Injection attack is one of the best 10 security dangers declared by OWASP. SQL infusion is one of the main types of attack. In light of their assorted and quick nature, SQL injection can detrimentally affect the line, prompting broken and public data on the site. Therefore, this article presents a profound woodland-based technique for recognizing complex SQL attacks. Research shows that the methodology we use resolves the issue of expanding and debasing the first condition of the woodland. We are currently presenting the AdaBoost profound timberland-based calculation, which utilizes a blunder level to refresh the heaviness of everything in the classification. At the end of the day, various loads are given during the studio as per the effect of the outcomes on various things. Our model can change the size of the tree quickly and take care of numerous issues to stay away from issues. The aftereffects of the review show that the proposed technique performs better compared to the old machine preparing strategy and progressed preparing technique.

Security is undoubtedly the most serious problem for Web applications, and SQL injection (SQLi) attacks are one of the most damaging. The detection of SQL blind injection vulnerability is very important, but unfortunately, it is not fast enough. This is because time-based SQL blind injection lacks web page feedback, so the delay function can only be set artificially to judge whether the injection is successful by observing the response time of the page. However, brute force cracking and binary search methods used in injection require more web requests, resulting in a long time to obtain database information in SQL blind injection. In this paper, a gated recurrent neural network-based SQL blind injection technology is proposed to generate the predictive characters in SQL blind injection. By using the neural language model based on deep learning and character sequence prediction, the method proposed in this paper can learn the regularity of common database information, so that it can predict the next possible character according to the currently obtained database information, and sort it according to probability. In this paper, the training model is evaluated, and experiments are carried out on the shooting range to compare the method used in this paper with sqlmap (the most advanced sqli test automation tool at present). The experimental results show that the method used in this paper is more effective and significant than sqlmap in time-based SQL blind injection. It can obtain the database information of the target site through fewer requests, and run faster.

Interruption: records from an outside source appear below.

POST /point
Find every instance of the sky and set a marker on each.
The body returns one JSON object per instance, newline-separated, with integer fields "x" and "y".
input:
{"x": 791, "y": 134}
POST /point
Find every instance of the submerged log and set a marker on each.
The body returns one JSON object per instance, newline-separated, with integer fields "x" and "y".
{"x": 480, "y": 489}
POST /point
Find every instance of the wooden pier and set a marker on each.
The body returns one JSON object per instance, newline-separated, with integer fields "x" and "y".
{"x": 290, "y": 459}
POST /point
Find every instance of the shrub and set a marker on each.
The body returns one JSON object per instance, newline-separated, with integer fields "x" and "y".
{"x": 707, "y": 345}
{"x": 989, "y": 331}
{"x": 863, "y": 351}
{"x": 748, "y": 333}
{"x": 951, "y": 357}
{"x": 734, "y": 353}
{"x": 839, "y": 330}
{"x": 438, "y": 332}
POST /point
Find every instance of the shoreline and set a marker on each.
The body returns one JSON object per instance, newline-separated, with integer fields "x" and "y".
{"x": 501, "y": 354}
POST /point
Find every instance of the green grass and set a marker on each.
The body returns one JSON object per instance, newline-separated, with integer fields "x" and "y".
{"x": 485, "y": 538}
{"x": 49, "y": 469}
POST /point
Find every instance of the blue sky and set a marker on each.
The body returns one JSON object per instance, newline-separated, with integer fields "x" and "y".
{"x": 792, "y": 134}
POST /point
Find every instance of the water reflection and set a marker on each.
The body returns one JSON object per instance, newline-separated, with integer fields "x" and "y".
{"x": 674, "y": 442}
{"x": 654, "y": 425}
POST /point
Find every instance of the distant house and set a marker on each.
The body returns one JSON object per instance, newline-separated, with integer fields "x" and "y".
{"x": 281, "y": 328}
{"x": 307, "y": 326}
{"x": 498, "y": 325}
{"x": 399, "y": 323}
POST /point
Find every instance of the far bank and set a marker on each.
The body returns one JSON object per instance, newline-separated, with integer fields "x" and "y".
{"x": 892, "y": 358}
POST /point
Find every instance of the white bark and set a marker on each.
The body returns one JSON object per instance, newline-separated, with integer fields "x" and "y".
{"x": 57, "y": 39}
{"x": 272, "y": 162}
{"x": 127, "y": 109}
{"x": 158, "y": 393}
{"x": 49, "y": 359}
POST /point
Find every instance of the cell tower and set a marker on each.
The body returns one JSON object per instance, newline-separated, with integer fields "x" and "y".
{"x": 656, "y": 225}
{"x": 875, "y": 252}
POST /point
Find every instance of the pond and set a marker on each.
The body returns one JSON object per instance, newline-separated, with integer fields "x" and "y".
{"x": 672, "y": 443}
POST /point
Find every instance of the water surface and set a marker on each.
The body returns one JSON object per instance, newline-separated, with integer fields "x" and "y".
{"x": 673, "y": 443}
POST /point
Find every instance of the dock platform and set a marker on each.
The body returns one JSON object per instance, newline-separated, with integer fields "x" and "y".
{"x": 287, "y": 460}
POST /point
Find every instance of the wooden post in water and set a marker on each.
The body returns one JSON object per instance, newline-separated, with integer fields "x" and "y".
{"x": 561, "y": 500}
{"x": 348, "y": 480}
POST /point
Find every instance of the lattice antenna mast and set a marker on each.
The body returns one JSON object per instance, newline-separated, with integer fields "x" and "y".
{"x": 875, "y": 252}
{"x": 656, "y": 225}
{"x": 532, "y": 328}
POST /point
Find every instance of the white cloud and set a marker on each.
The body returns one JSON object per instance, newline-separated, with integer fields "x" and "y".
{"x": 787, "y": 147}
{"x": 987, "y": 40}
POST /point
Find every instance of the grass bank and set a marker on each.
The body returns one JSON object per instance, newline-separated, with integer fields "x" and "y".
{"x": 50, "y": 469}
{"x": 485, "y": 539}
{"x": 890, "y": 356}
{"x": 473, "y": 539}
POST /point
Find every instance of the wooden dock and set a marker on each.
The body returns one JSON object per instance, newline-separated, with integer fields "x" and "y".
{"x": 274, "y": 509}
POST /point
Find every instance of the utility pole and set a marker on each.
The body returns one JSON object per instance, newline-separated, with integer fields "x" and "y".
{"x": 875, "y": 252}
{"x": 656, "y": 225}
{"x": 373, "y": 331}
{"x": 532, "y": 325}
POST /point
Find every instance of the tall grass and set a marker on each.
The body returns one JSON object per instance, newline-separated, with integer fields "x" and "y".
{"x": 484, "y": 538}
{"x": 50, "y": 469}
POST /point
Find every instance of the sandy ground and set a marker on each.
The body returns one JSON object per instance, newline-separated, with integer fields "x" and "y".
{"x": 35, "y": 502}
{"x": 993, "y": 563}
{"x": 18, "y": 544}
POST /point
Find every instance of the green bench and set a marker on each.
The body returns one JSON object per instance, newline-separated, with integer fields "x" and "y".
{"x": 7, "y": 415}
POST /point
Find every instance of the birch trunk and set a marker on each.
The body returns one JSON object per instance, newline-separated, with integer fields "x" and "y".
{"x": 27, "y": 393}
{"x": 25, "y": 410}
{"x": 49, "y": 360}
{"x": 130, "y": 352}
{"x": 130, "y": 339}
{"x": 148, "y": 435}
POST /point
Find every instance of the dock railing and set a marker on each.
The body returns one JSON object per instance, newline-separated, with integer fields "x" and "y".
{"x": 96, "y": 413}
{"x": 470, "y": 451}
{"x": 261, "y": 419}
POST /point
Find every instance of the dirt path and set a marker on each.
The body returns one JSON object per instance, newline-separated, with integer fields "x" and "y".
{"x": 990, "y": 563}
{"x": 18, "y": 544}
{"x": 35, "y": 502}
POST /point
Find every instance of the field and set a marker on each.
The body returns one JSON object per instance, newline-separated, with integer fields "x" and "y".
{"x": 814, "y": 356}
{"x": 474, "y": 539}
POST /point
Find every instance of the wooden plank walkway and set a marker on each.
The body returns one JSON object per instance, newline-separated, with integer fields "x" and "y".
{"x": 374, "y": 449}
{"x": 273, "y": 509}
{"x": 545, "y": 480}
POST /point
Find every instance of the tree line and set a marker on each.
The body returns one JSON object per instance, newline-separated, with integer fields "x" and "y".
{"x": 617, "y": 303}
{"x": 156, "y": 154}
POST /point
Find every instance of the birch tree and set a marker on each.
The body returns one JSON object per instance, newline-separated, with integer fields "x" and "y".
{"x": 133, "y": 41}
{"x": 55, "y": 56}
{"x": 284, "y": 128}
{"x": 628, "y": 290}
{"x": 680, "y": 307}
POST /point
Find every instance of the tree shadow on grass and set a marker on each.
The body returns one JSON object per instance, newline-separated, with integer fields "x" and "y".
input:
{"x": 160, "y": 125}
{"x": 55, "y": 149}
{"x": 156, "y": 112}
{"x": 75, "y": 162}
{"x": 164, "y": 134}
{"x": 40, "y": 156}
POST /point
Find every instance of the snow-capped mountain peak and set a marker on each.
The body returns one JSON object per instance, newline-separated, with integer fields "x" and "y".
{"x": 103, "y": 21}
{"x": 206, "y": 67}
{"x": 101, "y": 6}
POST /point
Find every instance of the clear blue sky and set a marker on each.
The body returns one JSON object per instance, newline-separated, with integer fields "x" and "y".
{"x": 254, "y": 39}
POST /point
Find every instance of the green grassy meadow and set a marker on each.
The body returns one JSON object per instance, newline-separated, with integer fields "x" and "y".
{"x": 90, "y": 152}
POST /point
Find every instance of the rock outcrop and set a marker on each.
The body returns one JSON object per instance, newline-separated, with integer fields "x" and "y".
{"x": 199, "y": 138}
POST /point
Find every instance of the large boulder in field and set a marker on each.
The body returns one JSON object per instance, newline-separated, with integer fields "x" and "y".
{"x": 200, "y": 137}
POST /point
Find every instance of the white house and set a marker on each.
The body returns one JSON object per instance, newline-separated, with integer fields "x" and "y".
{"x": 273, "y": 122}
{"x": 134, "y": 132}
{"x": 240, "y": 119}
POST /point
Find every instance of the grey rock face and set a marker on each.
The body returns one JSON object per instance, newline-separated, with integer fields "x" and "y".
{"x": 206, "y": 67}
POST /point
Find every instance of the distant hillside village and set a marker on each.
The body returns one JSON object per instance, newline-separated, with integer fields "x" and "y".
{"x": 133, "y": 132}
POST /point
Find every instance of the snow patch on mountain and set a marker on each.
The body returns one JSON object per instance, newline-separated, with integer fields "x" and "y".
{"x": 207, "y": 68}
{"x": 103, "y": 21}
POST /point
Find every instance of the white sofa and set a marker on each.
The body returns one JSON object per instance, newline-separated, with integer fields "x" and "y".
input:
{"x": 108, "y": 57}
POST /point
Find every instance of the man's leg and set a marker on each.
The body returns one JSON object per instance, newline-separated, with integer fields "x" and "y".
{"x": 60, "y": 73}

The increasing use of Information Technology applications in the distributed environment is increasing security exploits. Information about vulnerabilities is also available on the open web in an unstructured format that developers can take advantage of to fix vulnerabilities in their IT applications. SQL injection (SQLi) attacks are frequently launched with the objective of exfiltration of data typically through targeting the back-end server organisations to compromise their customer databases. There have been a number of high profile attacks against large enterprises in recent years. With the ever-increasing growth of online trading, it is possible to see how SQLi attacks can continue to be one of the leading routes for cyber-attacks in the future, as indicated by findings reported in OWASP. Various machine learning and deep learning algorithms have been applied to detect and prevent these attacks. However, such preventive attempts have not limited the incidence of cyber-attacks and the resulting compromised database as reported by (CVE) repository. In this paper, the potential of using data mining approaches is pursued in order to enhance the efficacy of SQL injection safeguarding measures by reducing the false-positive rates in SQLi detection. The proposed approach uses CountVectorizer to extract features and then apply various supervised machine-learning models to automate the classification of SQLi. The model that returns the highest accuracy has been chosen among available models. Also a new model has been created PALOSDM (Performance analysis and Iterative optimisation of the SQLI Detection Model) for reducing false-positive rate and false-negative rate. The detection rate accuracy has also been improved significantly from a baseline of 94% up to 99%.